About to send B'nei Yisrael to conquer the promised land, Moshe warns the people: "And when the Lord your God has thrust them from your path say not to yourselves,'the Lord has enabled us to possess this land because of our virtues,' it is rather because of the wickedness of those nations who the Lord is dispossessing before you " (Devarim 9:4). The important part of this pasuk is not that the people of the land were wicked, but that the people of Klal Yisrael should not see the punishment - or the reward, for that matter - of others as a reflection on themselves. They were destroyed for their wickedness, therefore, we are righteous? No, quite the contrary. Seeing the consequences doled out to others should be a warning, a cause for questioning - if we are to have this land, what must we do to avoid such a fate?

Moshe spoke these words to Bnei Yisrael in the wilderness, but it can certainly apply to interpersonal interactions in any era. When someone acts in a way that upsets you, do not speak ill of them or berate them, rather take a few moments and assess whether you act in a similar way and if this is a character trait that you yourself can improve on. 

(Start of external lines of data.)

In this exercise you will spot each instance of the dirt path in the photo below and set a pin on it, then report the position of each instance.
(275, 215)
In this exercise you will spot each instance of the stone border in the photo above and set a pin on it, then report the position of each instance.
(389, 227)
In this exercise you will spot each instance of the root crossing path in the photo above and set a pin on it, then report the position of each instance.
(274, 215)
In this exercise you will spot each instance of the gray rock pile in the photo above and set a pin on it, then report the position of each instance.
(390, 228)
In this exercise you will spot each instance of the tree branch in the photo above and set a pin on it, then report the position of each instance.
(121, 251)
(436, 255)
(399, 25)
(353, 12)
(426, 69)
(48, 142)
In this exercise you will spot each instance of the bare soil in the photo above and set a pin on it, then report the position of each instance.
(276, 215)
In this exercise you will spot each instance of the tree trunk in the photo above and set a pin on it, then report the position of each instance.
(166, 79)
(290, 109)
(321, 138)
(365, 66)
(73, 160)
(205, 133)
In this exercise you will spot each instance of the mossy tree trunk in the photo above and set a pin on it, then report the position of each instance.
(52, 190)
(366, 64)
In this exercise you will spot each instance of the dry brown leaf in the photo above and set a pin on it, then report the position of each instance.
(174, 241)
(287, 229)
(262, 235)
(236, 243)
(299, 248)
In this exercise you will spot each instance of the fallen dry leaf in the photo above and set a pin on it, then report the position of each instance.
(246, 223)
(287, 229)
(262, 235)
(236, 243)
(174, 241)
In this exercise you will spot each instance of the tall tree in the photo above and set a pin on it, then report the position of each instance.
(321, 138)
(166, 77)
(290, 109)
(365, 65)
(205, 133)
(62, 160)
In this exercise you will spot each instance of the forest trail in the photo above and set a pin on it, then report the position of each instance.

Interestingly, the next verse sounds almost verbatim to 9:4. "It is not because of your virtues and your rectitude that you will be able to possess their country; but it is because of their wickedness that the Lord your God is dispossessing those nations before you, and in order to fulfill the oath that the Lord made to your fathers, Abraham, Isaac, and Jacob” (9:5). No actions occur outside the vacuum of history and concurrent life. When politics do not go your way, recognize and acknowledge that the long term plan is very long and extremely well hidden in front of our faces. Someone might be elected today due to a cause that began a hundred years ago or for an effect in an as-yet-unknown future. When that person that cut you off speeds into traffic and get pulls over, do not take it as a time to gloat. Maybe he was late for a job interview or maybe his being pulled over saved him from an accident. The ticket is punishment for his actions not a reward for anything you did. Perhaps you merely witnessed these events as an opportunity for you to become a more conscientious driver. 

In case the message was missed, the text does it again! "Know, then, that it is not for any virtue of yours that the Lord your God is giving you this good land to possess, for you are a stiff necked people” (9:6). Because human nature likes to gloat, one should never settle on one’s high-horse and assume their own virtues - that their right is the only way. In fact, Moshe immediately reminds Bnei Yisrael just how prone to misdeeds they are when he says: “Remember, never forget, how you provoked the Lord your God to anger in the wilderness” (9:7). 

We are in a time of supreme judgementalness. Our society has become a hot-pot of assumptions about what other people are thinking, wanting, doing… Moshe’s triple warning toward self-reflection is thus particularly pertinent for us to contemplate. God will dole out the consequences as needed, our job is simply to work on being our best selves as ovdei Hashem.